En la escuela de titularidad pública es donde están todos, sin ningún tipo de discriminación más que la que el propio sistema educativo actual impone por las dependencias que todavía tiene con una concepción clasista, autoritaria y selectiva al servicio del poder. Suele suceder que los que suspenden, fracasan y abandonan son los que, con frecuencia, son marcados por los discursos del odio, que subyacen también en esta escuela. Cuando se valora de forma supremacista a los exitosos, quizás sin darnos cuenta, estamos promoviendo el desprecio, la indiferencia y la invisibilización de los perdedores y las perdedoras, de los que no se ajustan a los patrones impuestos. Esas valoraciones van configurando una visión del mundo donde unos son más importantes que otros, unos tienen más derechos que otros, unos son más iguales que otros, unos son más dignos de ser tenidos en cuenta que otros. Y eso va justificando los suspensos, las expulsiones, el abandono escolar, la segregación de los diferentes por su diversidad funcional, sexual, por su clase social. Es ahí donde se ponen las semillas de la desigualdad, de la exclusión, del desprecio y de la expulsión del distinto.

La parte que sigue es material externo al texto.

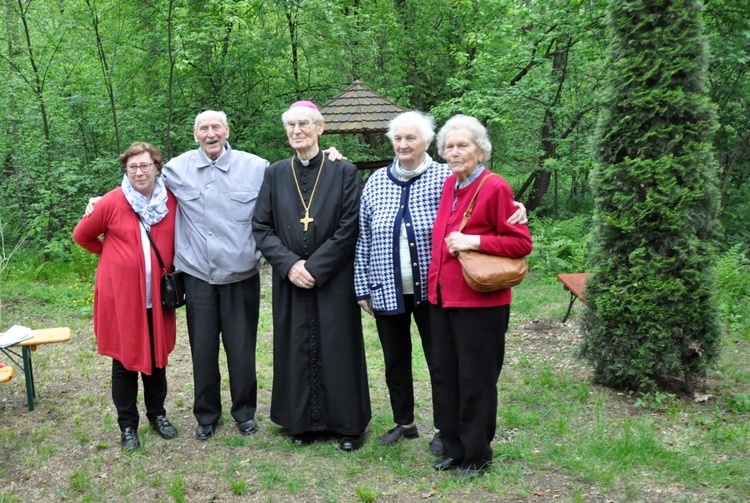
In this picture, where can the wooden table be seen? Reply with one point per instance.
(38, 337)
(573, 283)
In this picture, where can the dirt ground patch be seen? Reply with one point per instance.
(68, 448)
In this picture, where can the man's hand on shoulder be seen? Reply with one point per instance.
(519, 217)
(334, 154)
(90, 205)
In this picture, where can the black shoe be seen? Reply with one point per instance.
(248, 427)
(303, 438)
(436, 445)
(446, 463)
(163, 427)
(205, 431)
(349, 444)
(129, 439)
(397, 433)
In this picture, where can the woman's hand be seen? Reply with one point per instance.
(519, 217)
(457, 241)
(90, 206)
(366, 305)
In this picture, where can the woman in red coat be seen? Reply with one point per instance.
(468, 327)
(130, 324)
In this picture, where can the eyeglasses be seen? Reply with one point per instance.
(133, 168)
(293, 124)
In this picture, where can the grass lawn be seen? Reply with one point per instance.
(559, 438)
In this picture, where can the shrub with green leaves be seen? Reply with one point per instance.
(653, 323)
(560, 245)
(733, 288)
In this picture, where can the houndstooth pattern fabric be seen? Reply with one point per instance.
(387, 201)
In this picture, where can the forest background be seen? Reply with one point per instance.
(82, 79)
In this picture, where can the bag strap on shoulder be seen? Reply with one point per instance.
(469, 210)
(153, 245)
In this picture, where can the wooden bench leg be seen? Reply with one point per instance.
(570, 306)
(28, 373)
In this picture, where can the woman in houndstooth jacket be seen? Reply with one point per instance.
(397, 212)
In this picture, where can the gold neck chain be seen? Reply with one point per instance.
(306, 220)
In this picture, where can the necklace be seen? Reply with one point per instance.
(306, 220)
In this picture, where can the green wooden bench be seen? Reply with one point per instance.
(23, 359)
(6, 374)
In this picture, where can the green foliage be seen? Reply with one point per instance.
(739, 403)
(657, 400)
(560, 246)
(652, 321)
(732, 271)
(176, 489)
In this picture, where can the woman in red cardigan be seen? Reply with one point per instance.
(469, 327)
(130, 324)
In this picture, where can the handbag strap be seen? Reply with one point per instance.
(153, 245)
(468, 211)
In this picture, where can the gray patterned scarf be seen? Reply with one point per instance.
(150, 211)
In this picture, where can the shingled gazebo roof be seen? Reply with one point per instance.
(358, 110)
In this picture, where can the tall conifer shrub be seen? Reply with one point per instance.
(652, 323)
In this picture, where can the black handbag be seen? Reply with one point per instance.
(172, 284)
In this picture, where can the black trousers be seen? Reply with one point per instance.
(125, 389)
(394, 331)
(232, 311)
(468, 348)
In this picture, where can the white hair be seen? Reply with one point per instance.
(424, 122)
(222, 117)
(317, 116)
(478, 134)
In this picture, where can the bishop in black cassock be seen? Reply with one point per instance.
(306, 225)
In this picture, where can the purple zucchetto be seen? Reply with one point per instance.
(303, 103)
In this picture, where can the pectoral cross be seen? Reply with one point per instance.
(306, 220)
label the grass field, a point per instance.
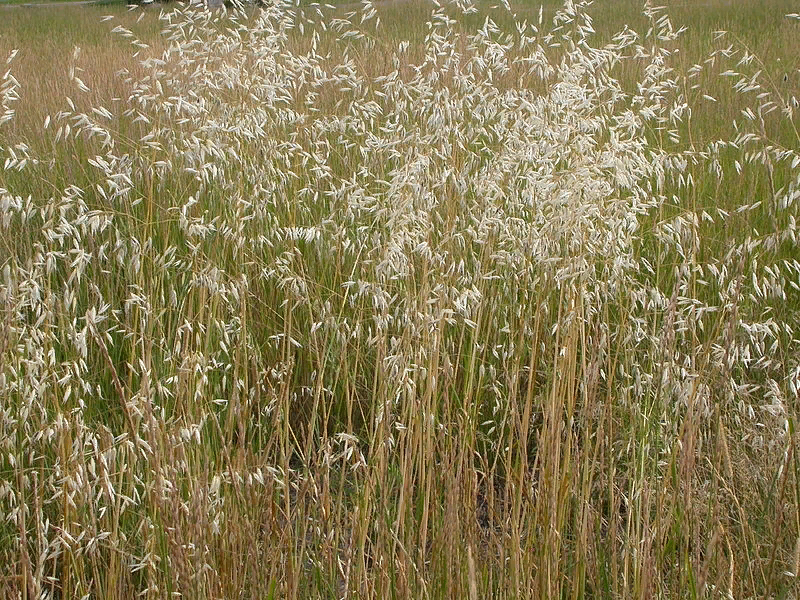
(410, 300)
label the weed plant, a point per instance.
(329, 308)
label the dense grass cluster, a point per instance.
(323, 306)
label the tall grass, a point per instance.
(321, 307)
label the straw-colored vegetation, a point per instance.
(423, 301)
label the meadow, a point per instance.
(409, 299)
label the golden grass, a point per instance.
(319, 317)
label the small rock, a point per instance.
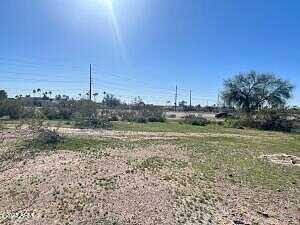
(238, 222)
(264, 214)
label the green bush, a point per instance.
(266, 119)
(195, 120)
(13, 109)
(46, 136)
(149, 114)
(94, 123)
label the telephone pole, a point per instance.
(176, 95)
(190, 100)
(90, 93)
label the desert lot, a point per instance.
(155, 173)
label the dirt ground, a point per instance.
(129, 186)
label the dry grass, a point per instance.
(138, 177)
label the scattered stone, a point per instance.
(264, 214)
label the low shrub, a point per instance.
(13, 109)
(195, 120)
(143, 116)
(47, 136)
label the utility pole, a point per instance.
(176, 95)
(90, 94)
(190, 100)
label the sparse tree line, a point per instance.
(257, 100)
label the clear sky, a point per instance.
(146, 47)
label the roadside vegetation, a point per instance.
(65, 161)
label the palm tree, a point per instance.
(95, 95)
(50, 93)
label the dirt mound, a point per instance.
(70, 188)
(283, 159)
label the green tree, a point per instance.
(251, 91)
(110, 100)
(3, 95)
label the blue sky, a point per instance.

La lucha contra el odio es un deber ineludible, una obligación moral y un compromiso urgente. En esa lucha contra el odio tiene un papel central la escuela y la educación más allá de sus muros. Por ello, sabemos muy bien, quienes defendemos la escuela pública, que esta es el lugar donde es posible y necesario que se dé una educación superadora de esas realidades excluyentes y esos lenguajes de animadversión al que se califica de distinto y diferente. Somos conscientes de que la lucha contra el odio se ha de dar en todos los ámbitos del vivir para que sea posible una vida digna para todos. En la escuela pública es donde, por ser la escuela de todos, es una tarea central la experimentación de vivir con todos los demás desde el respeto, el diálogo, el cuidado mutuo, la cooperación, la empatía y el amor. En la educación contra el odio y a favor de la convivencia positiva en esta escuela es necesario hacer constantemente un elogio y una valoración real y concreta de lo impuro, de la mezcla, de lo mestizo, del diferente, de lo plural donde todos y cada uno de los seres humanos que la habitan sean considerados valiosos desde su igual dignidad, sus idénticos derechos humanos y su ciudadanía plena en una sociedad democrática.
Hemos de reivindicar y hacer posible cada vez con más fuerza que uno de los objetivos más básicos del derecho a la educación es el de ser garante de que todos, cada uno con su singularidad y su plena dignidad, sean valorados y queridos desde lo que cada uno es y quiere ser.